Two more home builders have filed for Chapter 11 bankruptcy protection in the face of declining home sales and troubled credit markets.

Oakridge Homes LLC in California and M.W. Johnson Construction Inc., which builds homes in Minnesota, Wisconsin and Florida, both sought Chapter 11 protection Friday. The companies are two of many home builders in bankruptcy proceedings, including Levitt and Sons LLC and Tousa Inc.

M.W. Johnson, of Lakeville, Minn., reported assets and debts in the range of $50 million to $100 million in its bankruptcy petition and said it has between 200 and 999 creditors. The home builder’s affiliate, M.W. Johnson Construction of Florida Inc., also filed for bankruptcy.

Oakridge Homes didn’t state in court papers whether it intends to reorganize or liquidate its assets during its stay in Chapter 11. An attorney for the company didn’t return a call seeking comment by Tuesday afternoon. Oakridge, of Valencia, Calif., listed assets and debts in the range of $10 million to $50 million in its bankruptcy petition.

Cascade Of Bankruptcies

In the grand scheme of things, the amounts here seem small. However, dozens of subcontractors will not get paid and hundreds of subcontractor employees will not get paid. To anyone not getting paid this is a big deal. Numerous people are headed for bankruptcy over this and some small regional bank or creditor is going to going to take a very big (for them) hit over this. These things all add up and they are adding up all over the country.

We have yet see one of the huge national builders blow sky high, but we will. And we have not seen a large regional bank blow up yet either but we will.

Ambac To Terminate Contract With Fitch

In other news, Bloomberg is reporting Ambac Financial to Terminate Fitch Ratings Contract.

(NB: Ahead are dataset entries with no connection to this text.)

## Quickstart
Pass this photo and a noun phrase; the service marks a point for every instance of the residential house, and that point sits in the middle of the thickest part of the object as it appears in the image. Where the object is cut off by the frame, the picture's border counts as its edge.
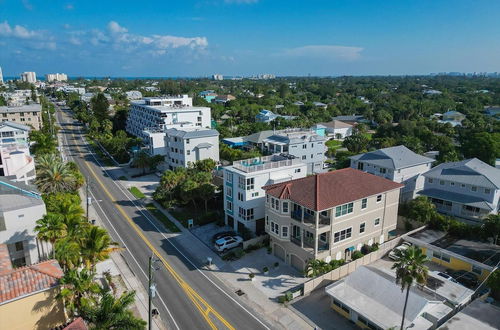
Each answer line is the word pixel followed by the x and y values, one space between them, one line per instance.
pixel 15 158
pixel 371 299
pixel 328 216
pixel 468 189
pixel 26 114
pixel 158 113
pixel 28 295
pixel 305 145
pixel 398 164
pixel 244 201
pixel 20 207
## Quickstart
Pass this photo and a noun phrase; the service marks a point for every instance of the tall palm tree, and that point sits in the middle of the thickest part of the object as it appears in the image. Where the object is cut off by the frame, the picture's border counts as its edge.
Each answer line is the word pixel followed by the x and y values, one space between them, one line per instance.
pixel 78 288
pixel 50 228
pixel 410 268
pixel 112 313
pixel 53 175
pixel 96 245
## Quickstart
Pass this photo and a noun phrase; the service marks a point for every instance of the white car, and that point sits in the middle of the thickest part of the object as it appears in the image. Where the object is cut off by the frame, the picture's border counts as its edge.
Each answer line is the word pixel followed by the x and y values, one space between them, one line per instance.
pixel 393 254
pixel 227 242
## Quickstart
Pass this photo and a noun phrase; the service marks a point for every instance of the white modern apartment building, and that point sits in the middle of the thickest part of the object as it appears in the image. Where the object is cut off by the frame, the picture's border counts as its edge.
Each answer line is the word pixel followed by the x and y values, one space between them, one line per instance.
pixel 20 207
pixel 16 161
pixel 28 77
pixel 51 77
pixel 244 198
pixel 156 113
pixel 329 215
pixel 186 146
pixel 398 164
pixel 306 145
pixel 469 189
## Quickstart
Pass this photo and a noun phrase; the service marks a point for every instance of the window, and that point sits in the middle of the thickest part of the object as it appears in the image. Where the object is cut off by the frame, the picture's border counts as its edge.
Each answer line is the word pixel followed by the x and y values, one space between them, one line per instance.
pixel 343 209
pixel 342 235
pixel 19 246
pixel 476 270
pixel 285 207
pixel 284 231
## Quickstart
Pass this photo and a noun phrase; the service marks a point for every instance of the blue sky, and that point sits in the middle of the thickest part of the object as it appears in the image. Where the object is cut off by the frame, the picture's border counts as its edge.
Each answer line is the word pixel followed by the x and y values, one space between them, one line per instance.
pixel 244 37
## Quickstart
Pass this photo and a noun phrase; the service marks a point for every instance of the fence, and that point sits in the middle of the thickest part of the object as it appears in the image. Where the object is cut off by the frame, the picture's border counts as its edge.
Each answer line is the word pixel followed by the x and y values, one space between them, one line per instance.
pixel 336 274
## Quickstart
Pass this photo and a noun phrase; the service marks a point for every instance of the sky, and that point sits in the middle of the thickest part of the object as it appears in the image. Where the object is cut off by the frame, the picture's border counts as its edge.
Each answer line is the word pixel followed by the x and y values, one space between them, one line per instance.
pixel 127 38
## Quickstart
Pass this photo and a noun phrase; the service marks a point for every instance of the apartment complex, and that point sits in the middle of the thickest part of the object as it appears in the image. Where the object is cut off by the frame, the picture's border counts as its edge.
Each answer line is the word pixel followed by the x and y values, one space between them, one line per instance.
pixel 469 189
pixel 27 114
pixel 156 113
pixel 328 216
pixel 306 145
pixel 244 197
pixel 28 77
pixel 15 158
pixel 51 77
pixel 20 207
pixel 398 164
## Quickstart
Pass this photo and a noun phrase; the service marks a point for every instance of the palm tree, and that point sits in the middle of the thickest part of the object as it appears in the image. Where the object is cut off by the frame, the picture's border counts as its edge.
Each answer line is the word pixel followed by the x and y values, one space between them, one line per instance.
pixel 112 313
pixel 50 228
pixel 78 289
pixel 96 245
pixel 410 268
pixel 53 175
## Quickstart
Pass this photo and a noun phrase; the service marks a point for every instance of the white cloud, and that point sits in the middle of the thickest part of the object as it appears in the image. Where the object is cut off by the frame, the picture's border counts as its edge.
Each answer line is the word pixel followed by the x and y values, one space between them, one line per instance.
pixel 17 31
pixel 114 27
pixel 324 52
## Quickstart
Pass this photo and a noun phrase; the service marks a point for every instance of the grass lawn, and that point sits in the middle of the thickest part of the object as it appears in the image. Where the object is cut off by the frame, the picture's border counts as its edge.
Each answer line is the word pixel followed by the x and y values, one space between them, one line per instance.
pixel 136 192
pixel 162 218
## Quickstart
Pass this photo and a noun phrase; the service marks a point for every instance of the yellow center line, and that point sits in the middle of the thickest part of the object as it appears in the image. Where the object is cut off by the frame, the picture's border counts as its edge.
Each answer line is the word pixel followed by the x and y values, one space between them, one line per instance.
pixel 204 308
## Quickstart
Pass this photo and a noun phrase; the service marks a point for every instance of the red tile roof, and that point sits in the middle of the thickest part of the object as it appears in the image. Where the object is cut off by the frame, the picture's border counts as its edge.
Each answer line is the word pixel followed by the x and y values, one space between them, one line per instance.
pixel 25 280
pixel 323 191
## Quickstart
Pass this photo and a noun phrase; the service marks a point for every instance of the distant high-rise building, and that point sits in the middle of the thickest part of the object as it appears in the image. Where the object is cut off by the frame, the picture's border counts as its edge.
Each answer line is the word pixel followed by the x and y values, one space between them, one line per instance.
pixel 28 77
pixel 217 76
pixel 56 77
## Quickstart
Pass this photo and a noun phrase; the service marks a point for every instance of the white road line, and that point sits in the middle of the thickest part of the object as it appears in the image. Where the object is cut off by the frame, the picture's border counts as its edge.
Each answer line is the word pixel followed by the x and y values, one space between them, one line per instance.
pixel 140 209
pixel 123 242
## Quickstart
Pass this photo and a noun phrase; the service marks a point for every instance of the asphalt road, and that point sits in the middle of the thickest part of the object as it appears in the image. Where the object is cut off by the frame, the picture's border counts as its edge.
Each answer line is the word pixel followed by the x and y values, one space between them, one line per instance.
pixel 187 297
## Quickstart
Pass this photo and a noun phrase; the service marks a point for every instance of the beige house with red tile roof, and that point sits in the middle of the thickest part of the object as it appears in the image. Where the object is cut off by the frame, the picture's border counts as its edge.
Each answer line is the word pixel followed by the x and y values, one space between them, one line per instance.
pixel 28 295
pixel 328 216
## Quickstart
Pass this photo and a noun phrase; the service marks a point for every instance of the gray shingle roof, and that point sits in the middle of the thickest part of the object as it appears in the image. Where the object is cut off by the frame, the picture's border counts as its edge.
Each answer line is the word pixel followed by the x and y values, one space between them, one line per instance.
pixel 394 157
pixel 469 171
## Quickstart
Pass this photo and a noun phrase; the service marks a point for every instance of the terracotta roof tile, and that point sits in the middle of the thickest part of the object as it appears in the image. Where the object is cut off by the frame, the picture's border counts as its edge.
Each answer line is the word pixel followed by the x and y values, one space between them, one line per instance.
pixel 25 280
pixel 326 190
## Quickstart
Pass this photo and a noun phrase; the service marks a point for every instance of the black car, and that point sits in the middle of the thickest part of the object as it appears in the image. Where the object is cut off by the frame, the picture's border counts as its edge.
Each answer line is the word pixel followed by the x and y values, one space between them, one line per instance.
pixel 223 234
pixel 465 278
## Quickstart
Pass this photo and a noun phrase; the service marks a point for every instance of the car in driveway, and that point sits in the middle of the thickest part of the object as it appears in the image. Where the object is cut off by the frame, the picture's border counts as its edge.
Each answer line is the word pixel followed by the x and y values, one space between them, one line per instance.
pixel 465 278
pixel 228 242
pixel 393 254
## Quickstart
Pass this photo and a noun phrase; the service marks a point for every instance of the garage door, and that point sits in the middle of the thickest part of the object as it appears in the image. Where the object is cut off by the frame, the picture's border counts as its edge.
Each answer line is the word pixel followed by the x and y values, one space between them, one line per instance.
pixel 296 262
pixel 279 252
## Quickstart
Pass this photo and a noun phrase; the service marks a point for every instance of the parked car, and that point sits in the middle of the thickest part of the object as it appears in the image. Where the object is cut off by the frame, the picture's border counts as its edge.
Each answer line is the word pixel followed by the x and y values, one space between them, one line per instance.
pixel 393 254
pixel 465 278
pixel 223 234
pixel 446 276
pixel 228 242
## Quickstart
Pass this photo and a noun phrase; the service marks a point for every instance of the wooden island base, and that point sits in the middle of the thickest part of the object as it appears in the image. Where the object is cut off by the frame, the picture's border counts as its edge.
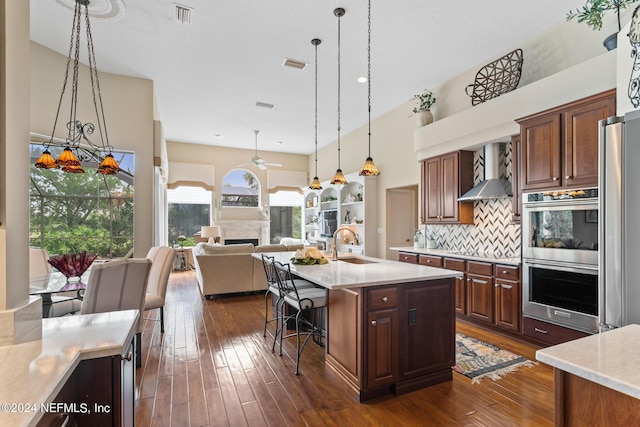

Ambac Financial Group Inc., the second-largest bond insurer, is terminating its ratings contract with Fitch Ratings.

“Our decision to refocus and realign our business around our core expertise in the public finance and infrastructure sectors has led us to re-evaluate our ratings needs,” New York- based Ambac said today in a statement. “As part of this review, we have asked Fitch to remove its ratings on Ambac and all its subsidiaries effective immediately.”

Ambac’s request follows one by rival MBIA Inc., which in March asked Fitch to stop providing a financial strength rating on its insurance unit. Bond insurers lost their top ratings after straying from backing municipal bonds, which rarely default, to guaranteeing securities such as collateralized debt obligations, which package pools of securities, including those backed by subprime mortgages, and slice them into pieces of varying risk.

The Point Is Moot

Since Ambac’s guarantee is worthless, there is not going to be much if any new business for Fitch to rate. And as for getting back to “core expertise” (assuming Ambac has any which I highly doubt), I have to ask: What good is expertise when your business model is dead and you have no customers?

One final point: The equity markets have finally realized that Ambac and MBIA have a date with Zero but the ramifications of the inevitable downgrade of hundreds of municipal bond issues has certainly not been felt …. yet.